Other than lifting sales taxes during “holiday” periods on back-to-school items and for hurricane season supplies, the details have yet to be settled. The Senate is expected to take up the House proposal (HB 7123) on Wednesday.
In health care funding, Cummings said the Agency for Persons with Disabilities was given a lot of attention this year.
Lawmakers agreed to provide more than $28 million to increase wages paid to people who care for adults with developmental disabilities. Increasing the payments was a priority for the Florida Senate, but was not included in the House’s initial budget proposal.

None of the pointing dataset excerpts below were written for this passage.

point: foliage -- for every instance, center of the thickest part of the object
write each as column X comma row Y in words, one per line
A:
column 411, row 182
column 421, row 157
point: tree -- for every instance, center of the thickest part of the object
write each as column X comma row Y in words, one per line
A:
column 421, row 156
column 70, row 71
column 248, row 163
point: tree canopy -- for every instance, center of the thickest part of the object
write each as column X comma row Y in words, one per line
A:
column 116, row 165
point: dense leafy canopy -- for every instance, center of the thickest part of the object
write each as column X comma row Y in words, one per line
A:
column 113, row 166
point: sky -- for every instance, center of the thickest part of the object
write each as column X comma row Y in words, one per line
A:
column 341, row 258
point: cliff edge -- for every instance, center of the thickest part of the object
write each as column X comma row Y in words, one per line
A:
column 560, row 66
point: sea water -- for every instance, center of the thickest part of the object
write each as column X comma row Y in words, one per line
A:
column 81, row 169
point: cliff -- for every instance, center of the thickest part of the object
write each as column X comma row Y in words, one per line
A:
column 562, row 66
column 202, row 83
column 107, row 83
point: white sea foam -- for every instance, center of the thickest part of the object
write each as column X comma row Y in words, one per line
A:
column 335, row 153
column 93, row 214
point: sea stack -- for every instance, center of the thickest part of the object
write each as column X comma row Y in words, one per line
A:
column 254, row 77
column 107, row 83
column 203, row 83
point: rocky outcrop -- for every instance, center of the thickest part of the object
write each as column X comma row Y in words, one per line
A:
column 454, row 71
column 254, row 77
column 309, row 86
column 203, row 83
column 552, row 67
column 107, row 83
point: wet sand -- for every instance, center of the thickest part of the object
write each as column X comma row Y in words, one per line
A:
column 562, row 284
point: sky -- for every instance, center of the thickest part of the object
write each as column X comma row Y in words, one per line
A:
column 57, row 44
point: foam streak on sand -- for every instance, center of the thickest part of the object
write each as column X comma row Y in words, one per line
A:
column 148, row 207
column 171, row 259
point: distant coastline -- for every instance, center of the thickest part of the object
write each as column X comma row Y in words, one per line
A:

“Those employees in those (residential) facilities, they don’t have a lobbyist. There’s not a special interest group. These are folks who are taking care of some of our most sick and vulnerable in the state of Florida. And they are not making a lot of money at all, and the House and Senate committed to raising their standard of living because we appreciate the things they do,” Bradley said.
The Legislature also agreed to allow the Agency for Persons with Disabilities to work in conjunction with the state Agency for Health Care Administration to develop a plan to redesign the I-budget. Though it’s a Medicaid program, the I-budget is one of the few that is administered outside of the statewide mandatory Medicaid managed-care program.